Events for February 24, 2010
February 24, 2010
Emily Johnson, Doctoral Student, Yale University
“Who Would Know Better Than the Girls in White?” Nursing Imagery in Postwar Advertising, 1945-1950
Barbara Bates Center for the Study of the History of Nursing, University of Pennsylvania | Visit site »
Time: 12:15 p.m.
Place: 2U Conference Room, Room 2019, Claire Fagin Hall
University of Pennsylvania School of Nursing
Abstract: Examining nursing imagery in the period after the Second World War, scholars have concluded that nurses were generally portrayed as threatening, oversexed, and pitiful characters, representing contemporary opposition to women’s labor force participation.
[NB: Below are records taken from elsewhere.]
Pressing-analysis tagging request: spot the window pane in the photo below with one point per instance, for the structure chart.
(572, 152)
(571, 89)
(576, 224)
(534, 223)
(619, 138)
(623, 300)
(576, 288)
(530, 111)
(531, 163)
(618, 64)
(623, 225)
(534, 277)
Johnson’s analysis of advertisements in mass-market magazines challenges this interpretation by demonstrating that nurses regularly appeared as trustworthy advisers and that they were depicted performing skilled work including dispensing medicine and assisting in surgery. Acknowledging a complicated relationship between the nurse in postwar advertising and contemporary domestic ideology, Johnson argues that these images are critical to understanding the full range of nurses’ representation in postwar mass culture.
February 24, 2010
Peter Galison, Harvard University
What Machines Demand: Ink Blots and Purposeful Circuits
Center for Cultural Analysis, Rutgers School of Arts and Sciences, New Brunswick, NJ | Visit site »
Time: 4:30 p.m.
Place: Alexander Library Pane Room, 169 College Avenue, College Avenue Campus
Information: info@cca.rutgers.edu or 732-932-8426
Evidence and Explanation in the Arts and Sciences: Distinguished Lecture Series
Long before Rorschach, ink blots were a training device for the imagination, a parlor game where people could share with each other all that they saw in the mysterious prints. By the late 19th century, the blots had become a specific test of the faculty of the imagination--the way the recollection of number series tested for the faculty of memory. Hermann Rorschach changed that, transforming the prints into a probe of the unconscious ways we perceive the world. I want to know what had to be assumed about the self for this test to take the form it did. And conversely, once the test became one of the great master metaphors of our time, how does it shape the way we understand our selves? The focus will then shift to Norbert Wiener’s electro-mechanical feedback-designed anti-aircraft gun to probe the origins of cybernetics and to explore the nature of the self demanded by the objects of this new science. What is, after all, intention--the very fabric of the will-based self that for so long dominated “das Ich,” and how did Wiener aim to replace intentionality with machinic loops?